The Karmal proposals were broadcast over Kabul Radio, and the Pakistani government had still not reveived a text of them when Mr. Firyubin arrived in Islamabad 24 hours later.

Without the text of Karmal's proposals, Pakistani officials could do no more than listen courteously to their Soviet visitor and explain that any formal Pakistani reaction would have to await official receipt of the text of what Mr. Karmal had said.

Now another message has been delivered to Pakistani in a different way. On Sept. 5 Soviet-built MIG fighters with Afghan markings strafed a Pakistani border village. Two days later, Afghan ground troops crossed the weapons in a house-to-house search before with drawing.

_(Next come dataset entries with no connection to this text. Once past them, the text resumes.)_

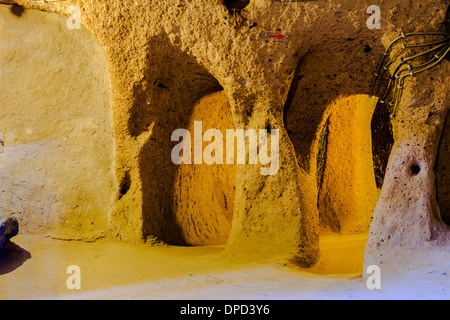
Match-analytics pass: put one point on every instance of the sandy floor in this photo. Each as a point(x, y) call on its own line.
point(34, 267)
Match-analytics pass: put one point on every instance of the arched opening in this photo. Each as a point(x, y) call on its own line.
point(348, 192)
point(186, 204)
point(56, 168)
point(328, 118)
point(204, 193)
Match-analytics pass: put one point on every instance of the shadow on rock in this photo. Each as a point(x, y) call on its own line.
point(12, 257)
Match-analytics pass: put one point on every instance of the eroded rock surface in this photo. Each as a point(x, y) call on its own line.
point(9, 227)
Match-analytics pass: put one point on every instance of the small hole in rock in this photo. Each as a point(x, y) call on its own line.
point(125, 185)
point(236, 4)
point(415, 169)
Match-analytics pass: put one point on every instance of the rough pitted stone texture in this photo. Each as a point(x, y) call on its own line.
point(164, 56)
point(9, 228)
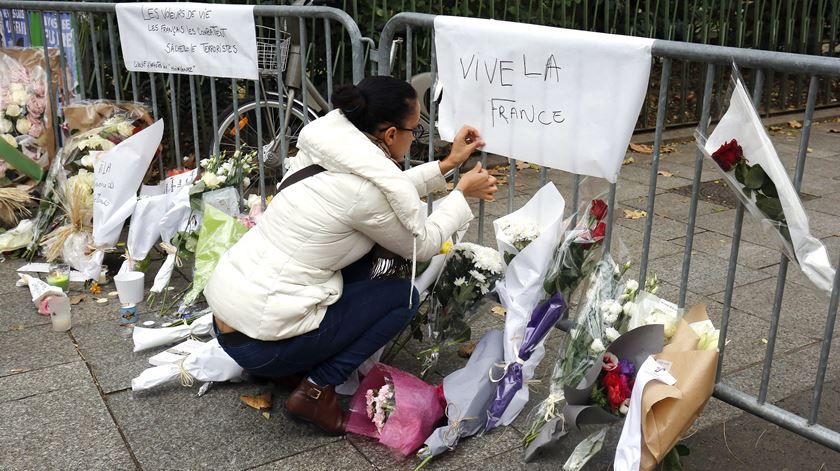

The Afghan incursion on the ground this week coincides with reports from Afghanistan suggesting a stepping-up of the Soviet-Afghan government drive against the guerrillas, who have been giving the Russians no peace since they first moved in.

One can only speculate about the motives for the Afghan border crossing in Baluchistan and the escalation of military activity within Afghanistan. It may be to remind Pakistan that the Soviet-Afghan tandem is capable of applying sticks to Pakistan if Pakistan does not accept proffered carrots.

Where does India fit into all this? And what were Firyubin and Dost doing in New Delhi? Because of the longstanding hostility between India and Pakistan and because India has turned to the Soviet Union for superpower support, it is understandable that Moscow and Kabul should look to India for a sympathetic hearing of their complaints against both Pakistan and the US.

They are doing this at a time when Indian-US relatios are in yet another period of strain because of the American military aid program for Pakistan, the Reagan administration's plan to strengthen the US military position in the Indian Ocean, and the current spat over the acceptability of diplomatic appointees in each other's capitals.

Yet Indian Prime Minister Indira Gandhi -- for all her outwardly sympathetic words toward the USSR and Afghanistan, so irritating to Washington -- stops short of outright support of the position of those countries' governments.

At the same time, those two governments probably feel that the Indian attitude still offers openings to exploit Indian distaste or fears about the US and Pakistan. And any exacerbation of US-Indian relations serves the interests of both Moscow and Kabul.